With home prices rising nationally as quickly as they did during the peak bubble years of 2005-2006, the next housing bubble might be around the corner. To be certain, Trulia today introduced a new data source that shows just how to spot a bubble.
Trulia’s Bubble Watch incorporates the company’s Price Monitor index as well as other data sources to track whether home prices are in or nearing “bubble territory.”
“Even with recent sharp home price increases, prices are still low relative to fundamentals and are far below bubble levels,” writes Trulia’s Chief Economis Jed Kolko.
Trulia defines “fundamental value” by comparing prices today with historical prices, incomes and rents to asses whether home prices in certain areas are undervalued or overvalued.
As it turns out, home prices are 7% undervalued nationally and regionally in 91 of the 100 largest metros, according to Trulia’s Bubble Watch.
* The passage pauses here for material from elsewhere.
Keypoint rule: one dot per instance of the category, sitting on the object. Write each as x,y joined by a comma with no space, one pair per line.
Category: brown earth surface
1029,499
During the last decade’s bubble, prices were as high as 39% overvalued in the first quarter of 2006, then during the bust fell to 15% undervalued in the fourth quarter of 2011.
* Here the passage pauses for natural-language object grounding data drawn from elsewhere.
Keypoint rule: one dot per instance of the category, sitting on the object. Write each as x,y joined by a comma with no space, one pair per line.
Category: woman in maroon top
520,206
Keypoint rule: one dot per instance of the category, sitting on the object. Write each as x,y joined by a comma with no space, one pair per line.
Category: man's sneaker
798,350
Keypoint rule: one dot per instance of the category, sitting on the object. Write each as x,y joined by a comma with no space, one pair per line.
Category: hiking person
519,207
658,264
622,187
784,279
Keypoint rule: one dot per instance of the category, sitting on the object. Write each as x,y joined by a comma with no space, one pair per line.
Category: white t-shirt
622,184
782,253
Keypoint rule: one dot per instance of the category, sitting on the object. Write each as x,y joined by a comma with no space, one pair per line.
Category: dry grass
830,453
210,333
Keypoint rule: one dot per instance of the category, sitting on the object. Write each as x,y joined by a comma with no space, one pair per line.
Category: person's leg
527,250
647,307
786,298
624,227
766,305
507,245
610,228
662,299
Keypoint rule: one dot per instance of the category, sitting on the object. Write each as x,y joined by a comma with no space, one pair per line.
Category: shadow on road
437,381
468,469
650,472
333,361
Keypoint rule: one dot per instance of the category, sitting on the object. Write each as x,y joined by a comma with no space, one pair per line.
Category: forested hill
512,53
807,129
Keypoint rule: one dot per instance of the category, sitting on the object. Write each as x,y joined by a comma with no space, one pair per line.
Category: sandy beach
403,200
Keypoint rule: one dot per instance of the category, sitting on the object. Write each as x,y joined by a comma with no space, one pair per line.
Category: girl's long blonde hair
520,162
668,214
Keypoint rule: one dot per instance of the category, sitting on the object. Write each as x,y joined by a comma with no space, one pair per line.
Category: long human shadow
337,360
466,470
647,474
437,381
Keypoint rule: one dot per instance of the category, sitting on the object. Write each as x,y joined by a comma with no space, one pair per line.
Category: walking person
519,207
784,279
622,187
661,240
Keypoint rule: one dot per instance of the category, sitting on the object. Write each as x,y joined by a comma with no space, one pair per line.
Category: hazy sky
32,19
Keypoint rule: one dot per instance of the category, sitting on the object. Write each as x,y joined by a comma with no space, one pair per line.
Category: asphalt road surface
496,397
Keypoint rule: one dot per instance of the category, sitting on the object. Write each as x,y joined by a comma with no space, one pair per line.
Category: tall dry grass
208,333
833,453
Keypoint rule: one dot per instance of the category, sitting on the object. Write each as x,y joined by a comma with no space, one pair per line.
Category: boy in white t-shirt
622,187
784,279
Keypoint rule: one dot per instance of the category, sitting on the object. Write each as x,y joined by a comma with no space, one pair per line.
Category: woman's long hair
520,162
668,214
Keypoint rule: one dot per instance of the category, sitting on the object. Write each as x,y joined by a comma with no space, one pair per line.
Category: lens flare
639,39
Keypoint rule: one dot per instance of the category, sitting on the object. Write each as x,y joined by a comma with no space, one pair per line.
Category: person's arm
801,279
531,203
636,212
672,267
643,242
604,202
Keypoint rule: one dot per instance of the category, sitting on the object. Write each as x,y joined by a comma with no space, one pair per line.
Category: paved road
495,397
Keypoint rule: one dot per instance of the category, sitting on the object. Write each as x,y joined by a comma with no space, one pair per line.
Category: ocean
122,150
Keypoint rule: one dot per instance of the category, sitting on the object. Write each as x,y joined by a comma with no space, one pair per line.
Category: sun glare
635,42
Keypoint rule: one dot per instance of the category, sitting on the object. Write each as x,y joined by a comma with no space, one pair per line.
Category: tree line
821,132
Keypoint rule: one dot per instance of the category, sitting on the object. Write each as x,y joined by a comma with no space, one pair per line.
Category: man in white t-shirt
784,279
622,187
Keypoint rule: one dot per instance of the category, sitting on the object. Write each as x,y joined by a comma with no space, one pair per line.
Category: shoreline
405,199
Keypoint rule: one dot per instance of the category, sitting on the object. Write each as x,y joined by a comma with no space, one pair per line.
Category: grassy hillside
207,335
Therefore, even with home price increases, writes Kolko, home prices nationally remain undervalued and much lower than in the last bubble.
“That’s why today’s price gains are actually still a rebound, not a bubble,” writes Kolko.
Other indicators such as tight mortgage lending and construction activity also confirm that the housing market is not yet forming a new bubble.
Because housing bubbles are difficult to predict, only materializing once they have burst, the nation is safe from the next housing bubble for now, since home prices are unlikely to keep rising as fast as they are today, says Kolko.
“Whether you’re buying a home, selling a home, or setting housing policy, remember that the next housing bubble is probably just a matter of time,” he writes. “But, as Trulia’s Bubble Watch shows, that time is not now.”